Scammers posing as top Hollywood producers, led by a mysterious, savvy thief dubbed “the Con Queen of Hollywood” have cheated a steadily-growing list of victims out of tens of thousands of dollars.
It’s sparked a worldwide hunt for the woman who lures her victims in with promises of work, then leaves their pockets empty and career dreams in tatters.
Described as a “crazy evil genius” who has been pulling the scam for more than two years, a year, the Con Queen of Hollywood’s dodgy dealings were unmasked by industry bible The Hollywood Reporter after an extensive investigation by the magazine.
But the culprit, who impersonated people like powerful film producers Pascal and Kennedy, and 20th Century Fox CEO Snider, is still at it. She’s believed to be part of a compact but clever criminal organisation which has swindled its many victims out of at least $US50,000 each time.
The scam? Impersonate the Hollywood heavyweights and offer their victim the chance to be involved in a creative project in Indonesia. Get the target to stump up the costs of travel and transport, assuring them of course they’d be reimbursed.
Then take the money and run.
HOW IT WORKS
Among the victims was a freelance photographer, reeled in after receiving an email from a person pretending to be Pascal, asking if he’d be available to travel to Indonesia to work on some documentary films she was developing.
The photographer had worked all over the world and had been in the business long enough to know Pascal was the former co-chair of Sony Pictures Entertainment.
He couldn’t find a company website for Pascal Pictures, but she’d told him she was reinventing herself after having her private emails disclosed during the 2015 Sony hack scandal.
She knew his work and his previous clients. Her offer — to collaborate on and develop two short documentaries to be sold in LA — sounded exciting.
After speaking on the phone to “Pascal” he signed a contract and heading to Jakarta.
“She said she was still very close with everyone, working actively with them,” he told The Hollywood Reporter.
There were almost daily phone calls for weeks, and during that time the scammer convinced him her offer was legit.
Paying upfront for travel, food, drivers and accommodation and being reimbursed wasn’t an unfamiliar way for a freelancer like him to work.
But almost six months and $US65,000 later, he realised he’d been hoodwinked.
Other victims had similar stories.
Make-up artists, hairstylists, stuntmen, military advisers, photographers and cinematographers from across the world have all fallen victim to the same scenario, the magazine reported.

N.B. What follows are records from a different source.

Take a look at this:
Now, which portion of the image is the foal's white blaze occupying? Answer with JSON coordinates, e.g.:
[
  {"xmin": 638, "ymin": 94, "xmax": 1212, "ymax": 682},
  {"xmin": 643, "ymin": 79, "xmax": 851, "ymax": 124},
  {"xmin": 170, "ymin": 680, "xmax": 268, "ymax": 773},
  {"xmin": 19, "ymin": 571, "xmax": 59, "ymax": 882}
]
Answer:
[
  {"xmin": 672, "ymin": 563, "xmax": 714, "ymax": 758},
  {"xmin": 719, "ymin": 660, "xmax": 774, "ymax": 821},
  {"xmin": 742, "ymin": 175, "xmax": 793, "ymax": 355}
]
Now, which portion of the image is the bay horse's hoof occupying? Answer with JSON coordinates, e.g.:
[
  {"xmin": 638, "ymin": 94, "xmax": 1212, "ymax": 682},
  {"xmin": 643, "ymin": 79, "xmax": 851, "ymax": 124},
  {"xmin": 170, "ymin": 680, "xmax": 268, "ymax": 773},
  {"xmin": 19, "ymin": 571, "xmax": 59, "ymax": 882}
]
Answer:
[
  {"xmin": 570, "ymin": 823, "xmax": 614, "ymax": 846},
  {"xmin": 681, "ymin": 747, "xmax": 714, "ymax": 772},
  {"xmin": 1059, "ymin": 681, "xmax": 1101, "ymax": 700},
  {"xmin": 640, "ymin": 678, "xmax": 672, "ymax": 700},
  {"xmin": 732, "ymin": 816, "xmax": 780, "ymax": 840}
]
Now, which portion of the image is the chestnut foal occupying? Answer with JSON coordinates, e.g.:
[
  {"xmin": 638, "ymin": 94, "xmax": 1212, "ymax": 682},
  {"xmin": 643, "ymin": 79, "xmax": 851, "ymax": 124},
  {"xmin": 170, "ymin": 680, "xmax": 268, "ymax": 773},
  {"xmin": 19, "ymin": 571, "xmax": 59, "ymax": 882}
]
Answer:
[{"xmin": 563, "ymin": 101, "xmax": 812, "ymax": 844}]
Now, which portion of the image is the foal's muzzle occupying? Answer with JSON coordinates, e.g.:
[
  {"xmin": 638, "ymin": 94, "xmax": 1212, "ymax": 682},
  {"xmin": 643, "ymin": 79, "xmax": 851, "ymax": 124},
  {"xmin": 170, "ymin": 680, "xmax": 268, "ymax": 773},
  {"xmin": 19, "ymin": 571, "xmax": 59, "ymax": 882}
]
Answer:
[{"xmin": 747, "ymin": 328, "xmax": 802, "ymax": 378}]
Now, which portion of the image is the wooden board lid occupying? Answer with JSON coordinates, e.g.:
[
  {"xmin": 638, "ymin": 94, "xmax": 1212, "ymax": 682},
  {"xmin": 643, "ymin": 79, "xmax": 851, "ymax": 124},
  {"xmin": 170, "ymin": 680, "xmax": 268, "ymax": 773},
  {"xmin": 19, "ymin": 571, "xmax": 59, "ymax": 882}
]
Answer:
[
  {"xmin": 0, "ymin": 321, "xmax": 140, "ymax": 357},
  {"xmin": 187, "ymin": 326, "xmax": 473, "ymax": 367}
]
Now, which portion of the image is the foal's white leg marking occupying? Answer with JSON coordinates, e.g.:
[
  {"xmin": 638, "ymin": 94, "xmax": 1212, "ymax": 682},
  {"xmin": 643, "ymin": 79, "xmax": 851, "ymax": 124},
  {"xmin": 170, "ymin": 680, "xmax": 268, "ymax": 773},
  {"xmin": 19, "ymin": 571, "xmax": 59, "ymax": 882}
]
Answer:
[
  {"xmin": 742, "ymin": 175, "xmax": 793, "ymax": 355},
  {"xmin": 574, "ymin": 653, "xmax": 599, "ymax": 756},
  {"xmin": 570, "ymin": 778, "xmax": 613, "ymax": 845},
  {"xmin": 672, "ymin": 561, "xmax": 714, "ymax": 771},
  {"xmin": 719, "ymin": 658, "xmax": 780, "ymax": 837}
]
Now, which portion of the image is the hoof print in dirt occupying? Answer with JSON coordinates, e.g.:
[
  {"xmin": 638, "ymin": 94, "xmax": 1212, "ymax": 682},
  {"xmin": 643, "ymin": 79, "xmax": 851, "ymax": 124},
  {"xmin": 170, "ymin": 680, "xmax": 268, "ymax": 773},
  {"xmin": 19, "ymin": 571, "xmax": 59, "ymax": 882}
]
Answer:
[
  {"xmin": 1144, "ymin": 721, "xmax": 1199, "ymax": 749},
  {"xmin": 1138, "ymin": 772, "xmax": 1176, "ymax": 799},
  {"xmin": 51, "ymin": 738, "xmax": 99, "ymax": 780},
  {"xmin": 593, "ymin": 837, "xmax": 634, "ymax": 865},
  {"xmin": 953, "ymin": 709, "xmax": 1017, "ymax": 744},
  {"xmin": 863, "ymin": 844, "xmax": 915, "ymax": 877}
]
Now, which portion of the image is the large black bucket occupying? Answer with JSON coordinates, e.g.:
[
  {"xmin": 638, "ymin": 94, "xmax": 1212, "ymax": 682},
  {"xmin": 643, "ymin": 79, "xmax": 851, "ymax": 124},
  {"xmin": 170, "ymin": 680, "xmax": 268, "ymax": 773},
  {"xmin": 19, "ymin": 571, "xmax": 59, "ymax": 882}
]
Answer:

After travelling to Indonesia on the promise of work, they all handed over successive sums of money to cover expenses — for travel, fixers, translators — to a man on a moped. But it was never reimbursed.
TRACKING THE SCAMMERS
The scam is elaborate in the pains it takes to be convincing.
The scammer apparently is proficient in a number of accents and can sound like the women they’re pretend to be — as audio recordings unveiled by The Hollywood Reporter revealed.
It’s not just the voice that is spot on. Victims say the woman is as knowledgeable and convincing as she is manipulative.
But in all the victim’s cases, nothing truly raised the alarm until it was too late.
Because the rip-offs only amount to a few thousand dollars at a time — although they add up to a lot more — the relatively small amounts aren't enough for the FBI to get involved.
Some of the women who had been impersonated hired an investigator — K2 Intelligence investigator Nicoletta Kotsianis — who has been tracking the scam for months.
“The people being impersonated are a who’s who of Hollywood, as well as high-net-worth individuals in New York,” Ms Kotsianas told The Hollywood Reporter.
Lesli Linka Glatter, a director and executive producer on shows including Homeland and The Walking Dead said she was sickened to find her name being used fraudulently — at least 12 times and counting — since 2017.
“It’s horribly upsetting that someone is making promises and behaving badly in your name,” Glatter said. “It would go quiet, and I would think it was over, and then suddenly it would start all over again.”